El Ministerio del Trabajo dio un paso que encendió las alarmas en el sector financiero: publicó para comentarios un borrador de decreto que obligaría a las Administradoras de Fondos de Pensiones (AFP) a transferir de manera inmediata la totalidad de los recursos acumulados de los afiliados que se trasladaron al Régimen de Prima Media, administrado por Colpensiones.
Según Asofondos, el gremio que agrupa a los fondos privados, el monto en juego supera los 25 billones de pesos.
El problema central es que esa propuesta choca directamente con lo que establece el artículo 76 de la Ley 2381 de 2024, norma que precisamente la Corte Constitucional dejó vigente al suspender el resto de la reforma pensional.
Ese artículo dice con claridad que los recursos de los afiliados trasladados deben permanecer en los fondos privados hasta que cada persona llegue a la edad de pensión, momento en el que pasarían a un fondo especial administrado por el Banco de la República.
El decreto del Ministerio plantea exactamente lo contrario: que las AFP giren esos recursos a Colpensiones de forma inmediata, sin esperar ni la edad de pensión del afiliado ni el fallo definitivo de la Corte.

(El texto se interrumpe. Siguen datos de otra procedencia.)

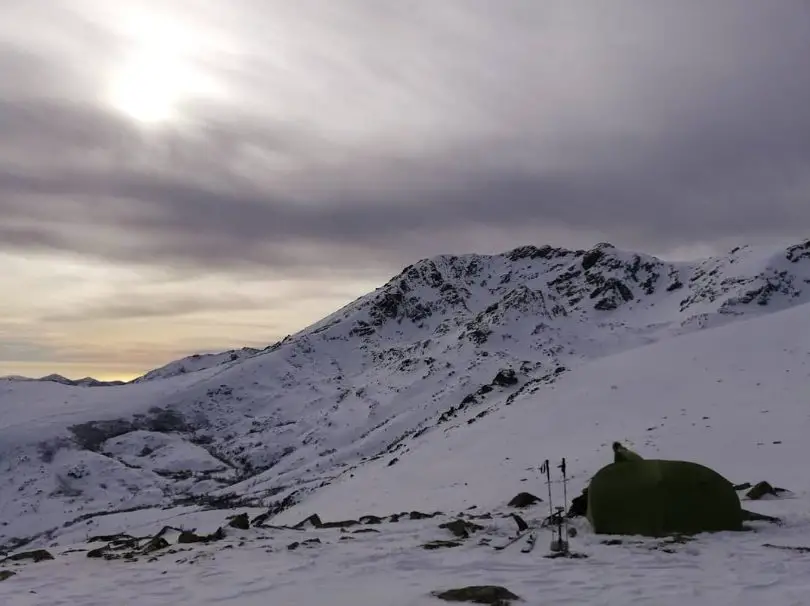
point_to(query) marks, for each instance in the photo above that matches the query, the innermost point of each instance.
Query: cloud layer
(315, 139)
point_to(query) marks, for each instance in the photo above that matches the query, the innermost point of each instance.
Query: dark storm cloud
(655, 124)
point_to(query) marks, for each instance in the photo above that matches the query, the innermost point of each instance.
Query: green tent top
(655, 497)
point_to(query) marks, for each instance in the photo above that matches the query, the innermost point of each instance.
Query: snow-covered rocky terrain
(442, 391)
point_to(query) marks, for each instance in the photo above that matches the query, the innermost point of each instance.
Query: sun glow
(158, 73)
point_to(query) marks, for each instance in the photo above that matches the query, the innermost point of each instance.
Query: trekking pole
(545, 469)
(565, 502)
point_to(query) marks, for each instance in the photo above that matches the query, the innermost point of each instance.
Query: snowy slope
(449, 343)
(733, 397)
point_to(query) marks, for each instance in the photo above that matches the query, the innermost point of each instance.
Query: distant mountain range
(441, 346)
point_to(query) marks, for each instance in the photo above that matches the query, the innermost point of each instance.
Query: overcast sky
(184, 175)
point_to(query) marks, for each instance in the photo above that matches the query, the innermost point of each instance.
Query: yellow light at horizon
(158, 74)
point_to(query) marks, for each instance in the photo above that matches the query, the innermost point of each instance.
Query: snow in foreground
(734, 398)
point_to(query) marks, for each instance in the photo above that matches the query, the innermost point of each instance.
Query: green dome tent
(653, 497)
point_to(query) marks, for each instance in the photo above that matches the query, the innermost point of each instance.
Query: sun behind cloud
(158, 72)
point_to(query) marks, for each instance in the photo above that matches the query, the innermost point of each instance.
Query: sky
(180, 176)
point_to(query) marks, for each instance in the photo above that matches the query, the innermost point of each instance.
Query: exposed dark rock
(524, 499)
(241, 522)
(314, 520)
(752, 516)
(191, 537)
(763, 489)
(111, 538)
(38, 555)
(340, 524)
(788, 548)
(505, 378)
(154, 544)
(418, 515)
(440, 545)
(591, 258)
(370, 520)
(579, 505)
(478, 594)
(461, 528)
(522, 525)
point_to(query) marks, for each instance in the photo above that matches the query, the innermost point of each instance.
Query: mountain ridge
(441, 345)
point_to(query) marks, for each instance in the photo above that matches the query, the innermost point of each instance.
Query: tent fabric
(654, 497)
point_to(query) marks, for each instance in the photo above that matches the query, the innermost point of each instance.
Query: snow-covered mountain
(438, 355)
(56, 378)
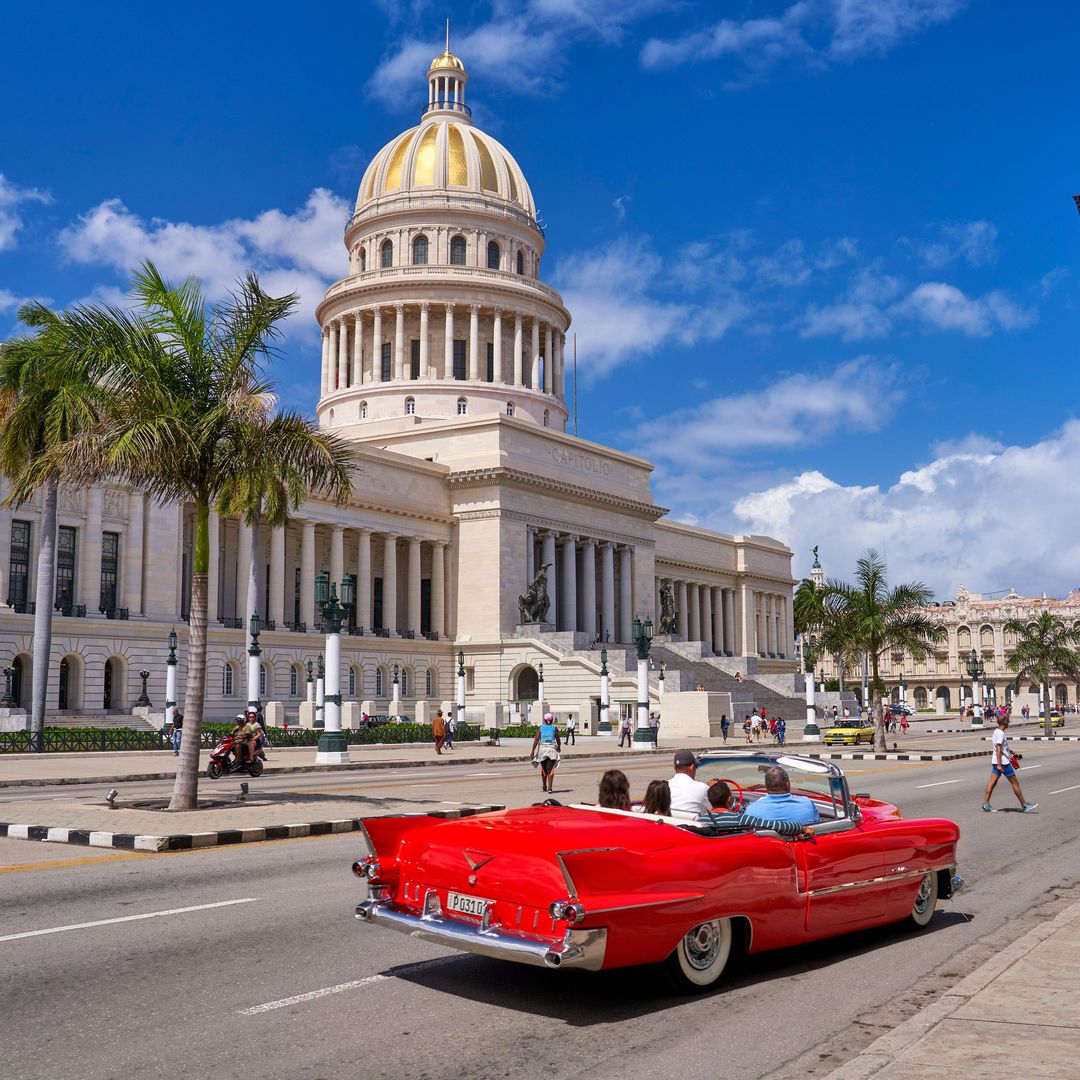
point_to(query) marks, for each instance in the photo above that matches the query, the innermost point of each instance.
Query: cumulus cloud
(292, 252)
(12, 198)
(817, 31)
(954, 520)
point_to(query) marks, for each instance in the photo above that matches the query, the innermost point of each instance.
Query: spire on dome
(446, 82)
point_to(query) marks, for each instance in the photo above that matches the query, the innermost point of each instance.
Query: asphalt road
(247, 962)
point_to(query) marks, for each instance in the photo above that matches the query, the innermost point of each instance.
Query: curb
(885, 1050)
(186, 841)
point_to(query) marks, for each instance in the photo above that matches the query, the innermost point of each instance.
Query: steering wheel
(737, 802)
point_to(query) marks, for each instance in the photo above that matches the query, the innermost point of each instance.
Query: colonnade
(400, 606)
(577, 565)
(393, 343)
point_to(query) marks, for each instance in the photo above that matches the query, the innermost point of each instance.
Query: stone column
(413, 615)
(399, 341)
(377, 346)
(518, 347)
(364, 579)
(568, 577)
(474, 341)
(625, 594)
(278, 576)
(424, 343)
(358, 348)
(439, 588)
(589, 585)
(608, 629)
(343, 354)
(497, 346)
(535, 358)
(390, 583)
(448, 343)
(548, 558)
(133, 554)
(213, 568)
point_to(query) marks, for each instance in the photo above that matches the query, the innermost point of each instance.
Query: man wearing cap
(688, 793)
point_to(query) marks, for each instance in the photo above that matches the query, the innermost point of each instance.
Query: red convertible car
(582, 887)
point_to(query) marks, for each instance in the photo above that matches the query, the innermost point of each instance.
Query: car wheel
(699, 959)
(926, 902)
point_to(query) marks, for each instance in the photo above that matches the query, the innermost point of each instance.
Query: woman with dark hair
(615, 791)
(658, 798)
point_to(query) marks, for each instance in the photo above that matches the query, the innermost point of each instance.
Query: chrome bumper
(579, 948)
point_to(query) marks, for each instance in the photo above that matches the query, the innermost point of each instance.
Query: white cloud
(11, 220)
(815, 30)
(299, 252)
(613, 293)
(955, 520)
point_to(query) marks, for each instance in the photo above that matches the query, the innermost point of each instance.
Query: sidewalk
(1018, 1014)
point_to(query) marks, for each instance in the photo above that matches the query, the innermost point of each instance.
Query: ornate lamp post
(333, 748)
(605, 723)
(643, 638)
(171, 676)
(975, 670)
(255, 628)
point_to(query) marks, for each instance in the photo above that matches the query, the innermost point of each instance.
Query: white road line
(300, 999)
(126, 918)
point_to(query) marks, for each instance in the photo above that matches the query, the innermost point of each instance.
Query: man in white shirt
(687, 793)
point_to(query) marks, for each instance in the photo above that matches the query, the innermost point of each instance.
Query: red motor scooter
(223, 759)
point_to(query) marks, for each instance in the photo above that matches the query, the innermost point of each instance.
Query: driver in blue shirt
(780, 805)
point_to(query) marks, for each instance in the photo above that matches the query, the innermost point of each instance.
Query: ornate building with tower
(444, 364)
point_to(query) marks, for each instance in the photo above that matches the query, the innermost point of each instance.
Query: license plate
(466, 905)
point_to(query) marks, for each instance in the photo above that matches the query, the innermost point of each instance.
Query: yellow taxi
(848, 732)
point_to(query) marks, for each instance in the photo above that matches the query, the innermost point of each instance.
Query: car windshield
(819, 780)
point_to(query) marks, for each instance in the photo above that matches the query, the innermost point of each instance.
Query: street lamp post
(253, 661)
(333, 748)
(171, 676)
(605, 721)
(643, 638)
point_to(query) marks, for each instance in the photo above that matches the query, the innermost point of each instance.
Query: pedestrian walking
(1003, 763)
(439, 730)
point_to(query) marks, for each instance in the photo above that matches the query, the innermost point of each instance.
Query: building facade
(443, 364)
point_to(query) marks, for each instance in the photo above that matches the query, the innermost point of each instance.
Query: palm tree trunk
(43, 615)
(186, 787)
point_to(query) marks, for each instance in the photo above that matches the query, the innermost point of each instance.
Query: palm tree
(188, 420)
(1043, 649)
(867, 618)
(45, 400)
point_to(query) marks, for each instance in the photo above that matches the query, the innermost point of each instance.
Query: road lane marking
(126, 918)
(341, 987)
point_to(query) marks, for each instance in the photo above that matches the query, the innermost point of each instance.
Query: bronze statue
(667, 612)
(535, 602)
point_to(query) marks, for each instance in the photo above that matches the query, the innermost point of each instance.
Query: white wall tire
(701, 957)
(926, 901)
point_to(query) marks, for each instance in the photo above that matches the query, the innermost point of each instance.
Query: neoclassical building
(443, 364)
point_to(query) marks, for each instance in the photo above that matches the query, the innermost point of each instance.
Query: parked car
(582, 887)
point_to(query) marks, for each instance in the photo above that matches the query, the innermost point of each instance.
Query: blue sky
(822, 256)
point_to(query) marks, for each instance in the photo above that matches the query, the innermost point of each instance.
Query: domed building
(444, 364)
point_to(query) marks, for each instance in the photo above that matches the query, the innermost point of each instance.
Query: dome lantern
(446, 83)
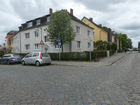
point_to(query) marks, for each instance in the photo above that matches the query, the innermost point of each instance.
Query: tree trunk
(62, 47)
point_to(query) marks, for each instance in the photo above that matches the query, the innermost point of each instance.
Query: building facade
(8, 36)
(99, 32)
(32, 32)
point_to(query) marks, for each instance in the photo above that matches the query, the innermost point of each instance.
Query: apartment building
(34, 32)
(8, 36)
(99, 32)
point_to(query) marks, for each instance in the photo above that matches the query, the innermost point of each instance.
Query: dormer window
(38, 22)
(30, 24)
(48, 19)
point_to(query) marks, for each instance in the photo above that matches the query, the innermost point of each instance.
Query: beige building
(99, 32)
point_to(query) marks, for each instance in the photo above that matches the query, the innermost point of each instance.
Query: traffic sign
(41, 42)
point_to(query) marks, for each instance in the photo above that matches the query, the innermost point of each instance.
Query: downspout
(20, 42)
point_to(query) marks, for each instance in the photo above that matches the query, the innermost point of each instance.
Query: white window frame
(78, 30)
(27, 47)
(88, 33)
(78, 44)
(38, 22)
(89, 45)
(36, 32)
(57, 46)
(36, 46)
(30, 24)
(27, 35)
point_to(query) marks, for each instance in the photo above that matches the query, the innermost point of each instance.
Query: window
(89, 45)
(78, 44)
(88, 32)
(77, 29)
(48, 19)
(36, 33)
(30, 24)
(27, 47)
(93, 34)
(27, 35)
(38, 22)
(46, 39)
(57, 46)
(36, 46)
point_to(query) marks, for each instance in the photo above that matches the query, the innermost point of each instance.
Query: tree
(126, 42)
(60, 27)
(102, 45)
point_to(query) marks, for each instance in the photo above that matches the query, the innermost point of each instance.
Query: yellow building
(99, 32)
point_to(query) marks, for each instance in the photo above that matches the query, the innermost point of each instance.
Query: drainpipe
(20, 42)
(100, 34)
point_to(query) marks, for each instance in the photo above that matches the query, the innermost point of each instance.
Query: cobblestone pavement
(115, 84)
(103, 62)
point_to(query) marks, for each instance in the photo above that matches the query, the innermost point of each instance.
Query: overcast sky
(122, 16)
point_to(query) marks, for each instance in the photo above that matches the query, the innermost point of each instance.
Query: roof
(94, 24)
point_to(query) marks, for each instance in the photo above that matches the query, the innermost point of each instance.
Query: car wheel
(8, 62)
(37, 63)
(23, 63)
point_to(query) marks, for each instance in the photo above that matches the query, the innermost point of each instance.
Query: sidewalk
(103, 62)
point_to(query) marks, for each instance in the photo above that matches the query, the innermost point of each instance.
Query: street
(97, 84)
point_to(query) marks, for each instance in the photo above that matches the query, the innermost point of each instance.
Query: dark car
(11, 58)
(37, 58)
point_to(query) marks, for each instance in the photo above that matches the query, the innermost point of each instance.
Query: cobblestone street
(100, 83)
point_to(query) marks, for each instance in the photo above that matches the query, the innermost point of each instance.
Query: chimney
(71, 11)
(50, 11)
(91, 19)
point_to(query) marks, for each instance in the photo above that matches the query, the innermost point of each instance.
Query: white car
(37, 58)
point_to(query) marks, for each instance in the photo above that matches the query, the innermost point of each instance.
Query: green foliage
(60, 27)
(79, 56)
(1, 53)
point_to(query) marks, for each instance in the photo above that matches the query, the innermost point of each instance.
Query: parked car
(37, 58)
(11, 58)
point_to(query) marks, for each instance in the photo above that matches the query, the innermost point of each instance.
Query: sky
(122, 16)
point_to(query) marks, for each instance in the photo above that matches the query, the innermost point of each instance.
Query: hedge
(79, 56)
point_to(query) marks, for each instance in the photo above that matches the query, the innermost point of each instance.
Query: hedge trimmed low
(79, 56)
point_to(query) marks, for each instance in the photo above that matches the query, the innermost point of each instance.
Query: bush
(79, 56)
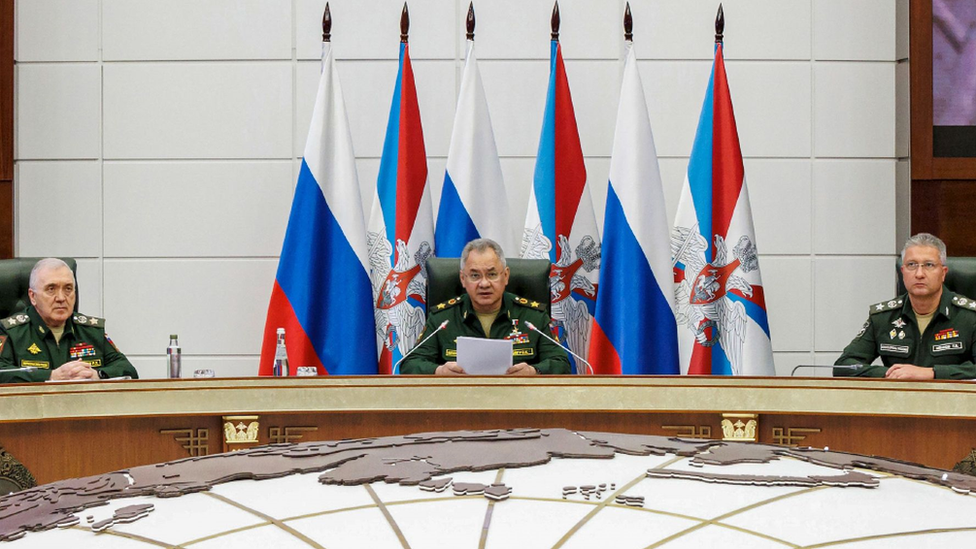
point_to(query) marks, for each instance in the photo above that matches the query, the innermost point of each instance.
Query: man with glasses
(52, 341)
(927, 333)
(486, 310)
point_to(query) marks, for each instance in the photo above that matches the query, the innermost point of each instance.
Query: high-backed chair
(961, 277)
(14, 477)
(15, 279)
(529, 279)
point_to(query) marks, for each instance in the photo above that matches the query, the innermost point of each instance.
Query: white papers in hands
(484, 357)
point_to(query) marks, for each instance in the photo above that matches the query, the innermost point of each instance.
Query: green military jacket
(891, 332)
(26, 341)
(527, 346)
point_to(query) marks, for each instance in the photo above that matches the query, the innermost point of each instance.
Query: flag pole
(404, 24)
(327, 24)
(469, 22)
(628, 24)
(719, 24)
(554, 22)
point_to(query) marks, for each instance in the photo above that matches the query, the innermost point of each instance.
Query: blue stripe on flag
(454, 225)
(700, 169)
(755, 312)
(387, 179)
(633, 311)
(315, 243)
(720, 362)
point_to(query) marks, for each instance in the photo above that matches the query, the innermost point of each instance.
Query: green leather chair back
(15, 279)
(14, 477)
(529, 278)
(961, 277)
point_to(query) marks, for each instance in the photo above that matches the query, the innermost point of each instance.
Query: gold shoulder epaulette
(15, 320)
(537, 305)
(964, 302)
(84, 320)
(447, 304)
(887, 305)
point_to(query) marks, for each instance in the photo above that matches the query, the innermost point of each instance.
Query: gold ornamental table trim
(41, 401)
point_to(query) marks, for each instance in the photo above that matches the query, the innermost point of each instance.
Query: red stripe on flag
(727, 170)
(570, 172)
(300, 350)
(603, 355)
(411, 157)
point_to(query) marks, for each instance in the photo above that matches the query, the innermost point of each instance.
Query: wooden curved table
(63, 430)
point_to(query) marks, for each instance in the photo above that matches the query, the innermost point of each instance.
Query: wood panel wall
(943, 189)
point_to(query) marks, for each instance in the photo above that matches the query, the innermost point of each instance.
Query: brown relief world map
(424, 460)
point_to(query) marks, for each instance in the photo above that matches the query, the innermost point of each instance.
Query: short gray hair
(928, 240)
(47, 263)
(481, 245)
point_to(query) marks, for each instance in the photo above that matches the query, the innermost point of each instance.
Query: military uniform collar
(943, 309)
(38, 324)
(467, 310)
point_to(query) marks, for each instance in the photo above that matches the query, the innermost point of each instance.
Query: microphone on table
(543, 334)
(396, 367)
(853, 367)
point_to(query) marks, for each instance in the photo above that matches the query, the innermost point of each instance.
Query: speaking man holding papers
(486, 311)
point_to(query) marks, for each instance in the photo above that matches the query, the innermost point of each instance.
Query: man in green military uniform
(486, 310)
(927, 333)
(54, 341)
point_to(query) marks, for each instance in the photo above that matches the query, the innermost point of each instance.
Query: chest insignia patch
(946, 347)
(889, 348)
(81, 350)
(517, 337)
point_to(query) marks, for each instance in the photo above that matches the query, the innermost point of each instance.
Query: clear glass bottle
(281, 356)
(173, 358)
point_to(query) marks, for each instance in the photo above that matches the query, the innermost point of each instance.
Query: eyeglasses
(928, 266)
(52, 291)
(491, 276)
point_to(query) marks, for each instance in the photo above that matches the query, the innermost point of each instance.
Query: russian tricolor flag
(560, 224)
(401, 227)
(634, 331)
(719, 299)
(322, 292)
(473, 200)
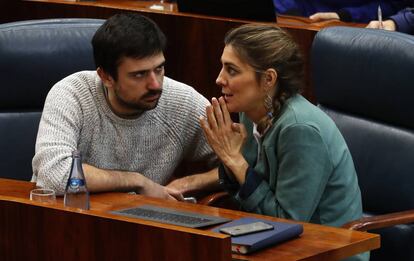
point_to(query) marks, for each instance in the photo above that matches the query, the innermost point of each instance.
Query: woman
(286, 158)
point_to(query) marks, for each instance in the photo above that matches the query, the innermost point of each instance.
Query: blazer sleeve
(304, 167)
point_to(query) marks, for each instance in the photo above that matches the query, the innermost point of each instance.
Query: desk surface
(316, 243)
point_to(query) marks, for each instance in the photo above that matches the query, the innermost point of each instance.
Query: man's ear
(106, 78)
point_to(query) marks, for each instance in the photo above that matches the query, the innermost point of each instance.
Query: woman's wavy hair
(264, 47)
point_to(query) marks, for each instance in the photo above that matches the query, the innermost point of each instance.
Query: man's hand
(197, 182)
(152, 189)
(102, 180)
(323, 16)
(386, 25)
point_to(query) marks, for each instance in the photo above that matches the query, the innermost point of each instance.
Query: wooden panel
(100, 231)
(32, 232)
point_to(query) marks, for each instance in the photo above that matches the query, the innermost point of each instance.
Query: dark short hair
(126, 35)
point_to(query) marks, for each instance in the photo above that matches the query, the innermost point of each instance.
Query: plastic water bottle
(76, 192)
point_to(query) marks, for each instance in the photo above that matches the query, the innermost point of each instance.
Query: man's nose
(154, 82)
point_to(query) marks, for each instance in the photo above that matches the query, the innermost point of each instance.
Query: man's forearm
(100, 180)
(197, 182)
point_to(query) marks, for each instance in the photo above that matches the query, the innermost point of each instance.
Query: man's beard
(139, 105)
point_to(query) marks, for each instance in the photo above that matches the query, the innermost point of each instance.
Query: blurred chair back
(34, 55)
(364, 80)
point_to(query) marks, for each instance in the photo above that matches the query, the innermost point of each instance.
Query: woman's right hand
(225, 137)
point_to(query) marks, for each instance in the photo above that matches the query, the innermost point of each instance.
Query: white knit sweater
(77, 116)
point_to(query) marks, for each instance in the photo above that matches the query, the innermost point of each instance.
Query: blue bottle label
(76, 183)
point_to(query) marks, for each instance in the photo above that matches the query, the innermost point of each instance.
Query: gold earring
(268, 103)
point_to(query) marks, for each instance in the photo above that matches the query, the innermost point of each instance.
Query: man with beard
(133, 125)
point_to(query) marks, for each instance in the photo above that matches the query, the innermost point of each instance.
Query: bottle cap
(76, 154)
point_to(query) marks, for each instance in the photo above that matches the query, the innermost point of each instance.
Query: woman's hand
(225, 137)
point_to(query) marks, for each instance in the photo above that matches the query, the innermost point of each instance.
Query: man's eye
(140, 75)
(159, 70)
(232, 71)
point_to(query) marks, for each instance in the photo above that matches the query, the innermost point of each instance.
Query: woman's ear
(270, 79)
(106, 78)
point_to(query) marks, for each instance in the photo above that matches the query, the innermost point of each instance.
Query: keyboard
(171, 216)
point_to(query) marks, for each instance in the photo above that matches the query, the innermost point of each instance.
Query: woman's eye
(232, 71)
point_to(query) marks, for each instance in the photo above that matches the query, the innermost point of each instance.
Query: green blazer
(305, 171)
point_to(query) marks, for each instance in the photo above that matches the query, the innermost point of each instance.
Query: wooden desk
(195, 42)
(96, 232)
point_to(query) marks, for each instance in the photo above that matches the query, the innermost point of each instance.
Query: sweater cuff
(344, 16)
(251, 183)
(226, 181)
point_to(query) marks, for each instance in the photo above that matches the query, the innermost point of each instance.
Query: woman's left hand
(225, 137)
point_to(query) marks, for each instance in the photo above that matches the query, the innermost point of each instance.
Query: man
(132, 124)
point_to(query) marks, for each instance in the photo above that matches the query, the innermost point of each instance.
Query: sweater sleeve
(404, 20)
(200, 150)
(58, 136)
(302, 174)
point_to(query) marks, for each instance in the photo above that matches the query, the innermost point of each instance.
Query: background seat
(34, 55)
(363, 80)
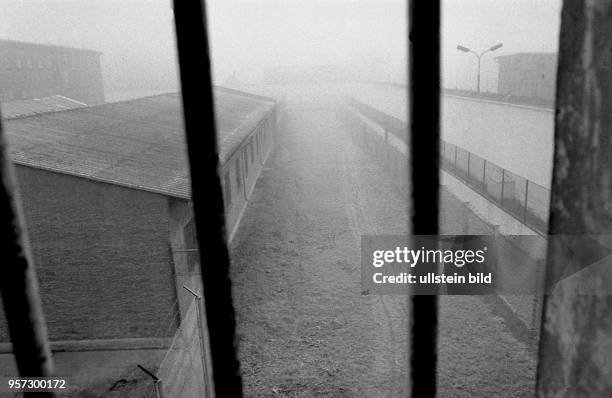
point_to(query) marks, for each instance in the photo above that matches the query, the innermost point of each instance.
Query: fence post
(526, 194)
(159, 391)
(203, 347)
(468, 176)
(484, 175)
(503, 183)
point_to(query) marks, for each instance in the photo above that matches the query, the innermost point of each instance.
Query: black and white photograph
(306, 198)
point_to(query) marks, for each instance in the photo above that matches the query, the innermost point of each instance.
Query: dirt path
(304, 327)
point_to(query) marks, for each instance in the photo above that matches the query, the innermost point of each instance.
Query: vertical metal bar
(468, 176)
(484, 176)
(424, 38)
(194, 62)
(503, 183)
(574, 352)
(526, 197)
(243, 161)
(18, 283)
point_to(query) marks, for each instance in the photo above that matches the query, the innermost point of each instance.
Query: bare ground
(304, 327)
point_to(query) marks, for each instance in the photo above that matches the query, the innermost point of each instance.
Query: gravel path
(304, 328)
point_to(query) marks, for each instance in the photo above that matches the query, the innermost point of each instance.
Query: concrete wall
(517, 138)
(100, 251)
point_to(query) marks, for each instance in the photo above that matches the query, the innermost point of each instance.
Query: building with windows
(106, 196)
(30, 70)
(528, 75)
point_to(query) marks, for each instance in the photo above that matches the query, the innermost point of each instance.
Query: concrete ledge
(101, 345)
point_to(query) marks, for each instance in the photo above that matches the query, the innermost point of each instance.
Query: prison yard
(305, 174)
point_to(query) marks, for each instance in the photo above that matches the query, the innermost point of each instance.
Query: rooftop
(138, 143)
(24, 45)
(19, 108)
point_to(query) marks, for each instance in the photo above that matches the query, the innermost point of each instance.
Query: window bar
(194, 63)
(18, 283)
(576, 331)
(424, 48)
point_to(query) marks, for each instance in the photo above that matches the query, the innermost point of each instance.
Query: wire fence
(182, 372)
(524, 199)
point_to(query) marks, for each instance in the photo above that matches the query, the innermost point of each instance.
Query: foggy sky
(137, 36)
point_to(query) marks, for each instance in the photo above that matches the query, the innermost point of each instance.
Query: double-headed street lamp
(467, 50)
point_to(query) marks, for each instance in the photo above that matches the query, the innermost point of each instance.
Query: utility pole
(478, 56)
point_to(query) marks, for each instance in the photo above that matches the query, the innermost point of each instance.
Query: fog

Andrés Velasco, presidente de Asofondos, advirtió que ese movimiento podría liberar espacio presupuestal equivalente al monto transferido, lo que abriría la puerta a que esos recursos terminen destinados a otros fines. También alertó sobre la ausencia de un marco contable claro para manejar ese dinero dentro de Colpensiones.
El contexto no es menor: 119.632 colombianos ya ejercieron su derecho al traslado bajo la llamada “ventana de oportunidad”, que permitió cambiar de régimen a quienes estaban a menos de diez años de pensionarse y cumplían con semanas mínimas cotizadas. En 2024, los traslados entre regímenes movieron 15,3 billones de pesos, frente a 12,9 billones el año anterior.
Mientras la Corte Constitucional resuelve la constitucionalidad de la reforma en su conjunto, este decreto quedó en el centro del debate jurídico y fiscal, con trabajadores, fondos privados y expertos esperando una definición que despeje la incertidumbre sobre el futuro de esos ahorros.